If you live in a special flood hazard area area and you don’t have flood insurance, you’ll only be able to use FEMA disaster assistance once. After that, you’ll need to purchase flood insurance to be eligible for aid in the event of another disaster.

SBA disaster loans

If FEMA grants aren’t cutting it, you can apply for a low-interest disaster loan through the Small Business Administration. These loans only pay for expenses not covered by insurance or FEMA grants. Once approved, you can use the money for the following:

  • Up to $200,000 to repair or rebuild your home. The damaged residence must be your primary home, not a seasonal home

  • Up to $40,000 to replace damaged property, including clothes, furniture, vehicles, electronics, and appliances

  • Up to $200,000 to refinance your mortgage. for home repair and replacement. This option is only available if you can’t get credit elsewhere and if you plan to make repairs using the disaster loan.
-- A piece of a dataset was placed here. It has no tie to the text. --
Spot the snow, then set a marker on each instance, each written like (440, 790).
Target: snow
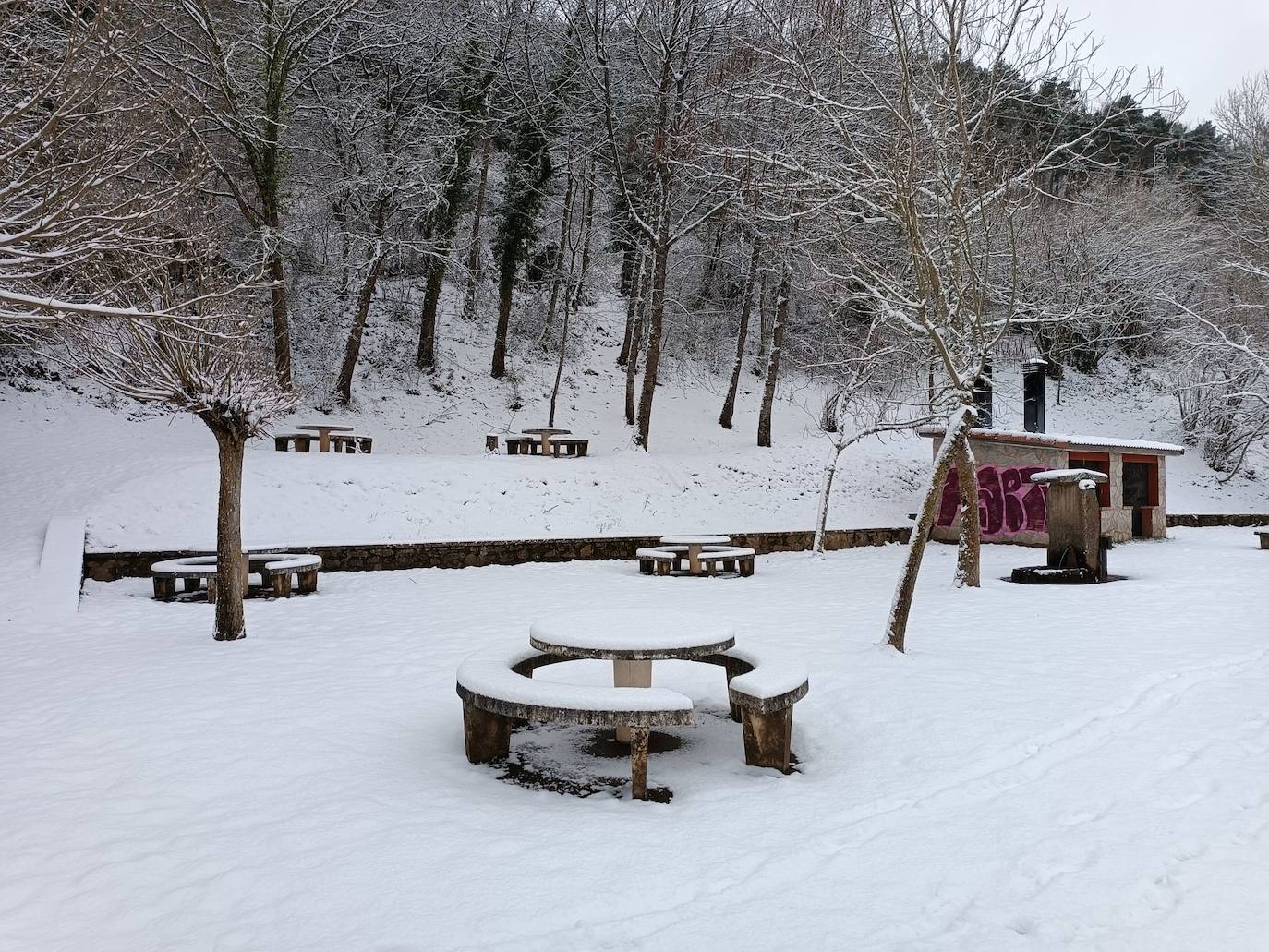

If you’re not eligible for credit elsewhere, the maximum interest rate on SBA disaster loans is 4%. If you can get credit elsewhere, the maximum interest rate is 8%. Loan repayment terms last up to 30 years.

If you’re in need of disaster aid, you can apply for an SBA loan online, by mail, or in person at a FEMA Disaster Recovery Center.

Frequently asked questions

How much does FEMA pay for personal property?

With FEMA disaster grants, you can use the money to pay for essential personal property and other necessary expenses. If you’re approved for an SBA disaster loan, you can use up to $40,000 to replace damaged personal property.

Does FEMA pay for flood damage?

Yes, FEMA can pay for home repairs, personal property replacement, relocation costs, and other necessary expenses if your house is damaged by a flood. Federal aid is provided in the form of FEMA disaster grants and SBA disaster loans.

Do you have to pay FEMA back?

If you received money through FEMA’s Individuals and Households Program, you do not have to pay it back. But you do have to repay disaster loans received from the Small Business Administration.